CDM hardening during the development of technology, devices, libraries and finally products differs significantly from the process well-established for HBM. This paper introduces a method on the basis of specialized CDM test structures including protection elements and sensitive monitor elements. These test structures mimic typical CDM-sensitive circuits found by physical failure analysis over the years. Manufactured in five different technologies, structures were assembled in both a regular package and a new package emulator. CDM stress tests, vf-TLP tests, backside laser interferometry, device simulation, and failure analysis lead to new insights in the complex interdependencies during CDM and underline the need of CDM-specific test structures.
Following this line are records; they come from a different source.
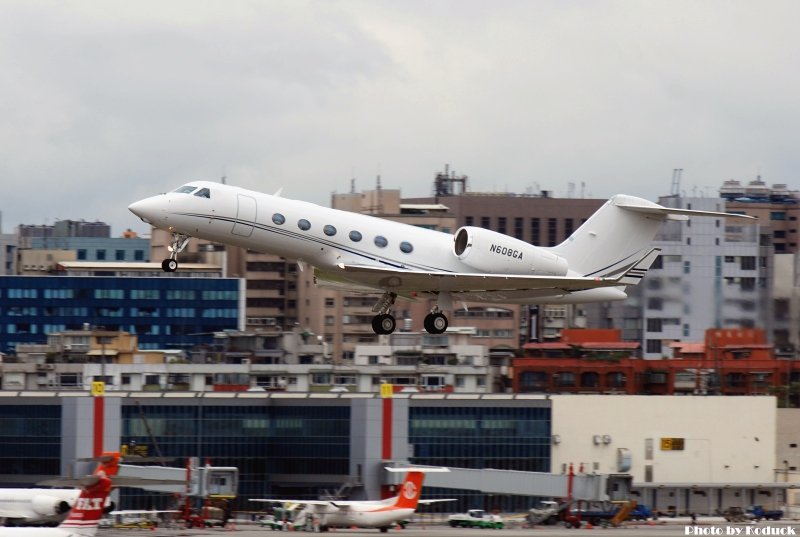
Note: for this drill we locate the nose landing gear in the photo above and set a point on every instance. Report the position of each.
(435, 322)
(384, 322)
(178, 243)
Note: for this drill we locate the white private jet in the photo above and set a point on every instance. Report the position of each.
(84, 517)
(382, 514)
(610, 251)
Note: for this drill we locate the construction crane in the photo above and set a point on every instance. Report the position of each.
(676, 182)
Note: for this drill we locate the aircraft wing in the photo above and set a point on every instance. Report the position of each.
(10, 513)
(143, 512)
(294, 501)
(403, 281)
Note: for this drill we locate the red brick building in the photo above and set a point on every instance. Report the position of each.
(729, 362)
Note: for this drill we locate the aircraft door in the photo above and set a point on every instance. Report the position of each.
(245, 216)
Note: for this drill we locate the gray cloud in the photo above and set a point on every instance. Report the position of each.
(107, 102)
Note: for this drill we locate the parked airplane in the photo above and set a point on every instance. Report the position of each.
(367, 514)
(41, 506)
(84, 518)
(49, 506)
(610, 251)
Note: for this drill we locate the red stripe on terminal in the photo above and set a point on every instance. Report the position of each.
(99, 420)
(386, 452)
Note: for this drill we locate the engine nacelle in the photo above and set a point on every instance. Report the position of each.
(46, 505)
(489, 251)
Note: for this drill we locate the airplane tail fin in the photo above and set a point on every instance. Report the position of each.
(619, 235)
(85, 515)
(410, 490)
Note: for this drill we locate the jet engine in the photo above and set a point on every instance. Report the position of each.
(492, 252)
(45, 505)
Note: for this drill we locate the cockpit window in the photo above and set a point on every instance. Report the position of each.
(186, 189)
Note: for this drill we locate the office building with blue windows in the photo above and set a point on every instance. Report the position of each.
(164, 313)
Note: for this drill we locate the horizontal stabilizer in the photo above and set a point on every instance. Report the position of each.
(643, 206)
(423, 469)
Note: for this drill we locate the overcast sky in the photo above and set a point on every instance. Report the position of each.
(104, 102)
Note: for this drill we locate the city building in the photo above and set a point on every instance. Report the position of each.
(710, 274)
(726, 362)
(776, 207)
(164, 313)
(292, 362)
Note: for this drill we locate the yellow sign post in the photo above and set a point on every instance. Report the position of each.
(98, 388)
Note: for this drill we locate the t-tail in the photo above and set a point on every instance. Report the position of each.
(408, 498)
(85, 515)
(617, 239)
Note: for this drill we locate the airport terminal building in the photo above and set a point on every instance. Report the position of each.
(304, 445)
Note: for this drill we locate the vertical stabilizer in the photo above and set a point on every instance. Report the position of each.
(619, 234)
(85, 515)
(410, 490)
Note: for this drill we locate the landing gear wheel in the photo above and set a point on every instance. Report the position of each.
(169, 265)
(383, 324)
(435, 323)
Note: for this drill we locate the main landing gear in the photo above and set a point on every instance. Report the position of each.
(178, 243)
(384, 322)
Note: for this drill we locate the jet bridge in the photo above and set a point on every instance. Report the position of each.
(587, 487)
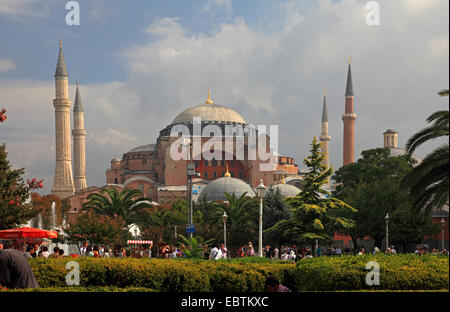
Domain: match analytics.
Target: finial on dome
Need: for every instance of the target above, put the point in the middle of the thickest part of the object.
(208, 101)
(227, 174)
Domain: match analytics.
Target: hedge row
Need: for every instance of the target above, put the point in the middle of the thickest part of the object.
(397, 272)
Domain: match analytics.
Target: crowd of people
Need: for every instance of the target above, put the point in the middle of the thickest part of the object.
(216, 252)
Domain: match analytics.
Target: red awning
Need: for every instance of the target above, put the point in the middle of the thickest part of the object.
(27, 232)
(139, 242)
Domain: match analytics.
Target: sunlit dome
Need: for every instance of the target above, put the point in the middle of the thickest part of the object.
(287, 190)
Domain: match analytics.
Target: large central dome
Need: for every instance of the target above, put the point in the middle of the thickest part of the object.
(209, 113)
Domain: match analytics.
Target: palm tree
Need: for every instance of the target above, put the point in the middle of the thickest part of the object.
(429, 181)
(242, 220)
(125, 204)
(158, 219)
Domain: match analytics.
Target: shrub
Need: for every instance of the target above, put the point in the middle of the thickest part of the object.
(397, 272)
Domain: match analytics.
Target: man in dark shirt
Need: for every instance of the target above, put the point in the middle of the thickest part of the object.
(15, 271)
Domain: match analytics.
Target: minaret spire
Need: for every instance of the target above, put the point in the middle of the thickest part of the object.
(79, 144)
(63, 179)
(209, 101)
(324, 136)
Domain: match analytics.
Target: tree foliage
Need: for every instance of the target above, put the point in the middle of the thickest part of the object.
(123, 204)
(97, 229)
(315, 213)
(14, 194)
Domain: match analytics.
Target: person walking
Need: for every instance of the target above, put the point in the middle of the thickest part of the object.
(216, 253)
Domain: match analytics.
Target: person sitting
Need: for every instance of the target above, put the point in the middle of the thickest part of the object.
(216, 253)
(273, 285)
(55, 253)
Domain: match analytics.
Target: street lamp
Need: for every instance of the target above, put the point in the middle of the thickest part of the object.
(386, 218)
(224, 219)
(260, 189)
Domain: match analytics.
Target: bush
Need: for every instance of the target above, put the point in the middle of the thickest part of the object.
(397, 272)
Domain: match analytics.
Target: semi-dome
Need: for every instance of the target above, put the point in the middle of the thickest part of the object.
(287, 190)
(209, 113)
(143, 148)
(216, 189)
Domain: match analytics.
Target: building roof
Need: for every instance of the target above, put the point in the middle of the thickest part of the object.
(324, 110)
(78, 106)
(209, 113)
(144, 148)
(61, 69)
(216, 189)
(349, 87)
(396, 152)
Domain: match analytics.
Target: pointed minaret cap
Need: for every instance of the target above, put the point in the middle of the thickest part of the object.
(78, 106)
(208, 101)
(227, 174)
(61, 69)
(349, 88)
(325, 110)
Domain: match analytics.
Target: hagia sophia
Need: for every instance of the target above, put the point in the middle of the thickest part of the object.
(151, 168)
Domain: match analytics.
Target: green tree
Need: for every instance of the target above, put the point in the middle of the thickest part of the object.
(158, 221)
(372, 186)
(407, 227)
(316, 215)
(275, 210)
(97, 229)
(429, 181)
(125, 204)
(194, 247)
(14, 193)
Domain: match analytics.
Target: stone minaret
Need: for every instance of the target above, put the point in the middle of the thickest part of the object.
(324, 136)
(390, 138)
(79, 144)
(349, 120)
(62, 180)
Modular approach of a high current MOS compact model for circuit-level ESD simulation including transient gate-coupling behaviour

Abstract A novel modular strategy for highly flexible modeling of ESD-capable MOS compact models is introduced. This high current MOS model comprises the important gate-coupling effect and an approximated formulation for the avalanche multiplication factor. This enormously enhances the computation stability and performance of the model. An easy but accurate parameter extraction procedure based upon the model equations is described. Measurement and simulation of an application example employing the new ESD-model within a CMOS output driver exhibit the relevance of dynamic gate-coupling for the ESD-reliability of the circuit.

Load Dependency Assessment of the EMC Immunity for Integrated Low Side Drivers

In automotive electronics, IC outputs are connected to a wide range of impedances generated by external circuitry or wiring harness. This load alteration, which is not fully covered by the established standard direct power injection (DPI), impacts the EMC immunity and should therefore be taken into account during susceptibility analyses. This paper introduces two S-parameter-based approaches which enable a simplified but sufficiently accurate assessment of the load dependency of the immunity. The proposed methods have been tested experimentally for a low-side driver and their validity is analyzed by comparison with measurement and large-signal simulation results.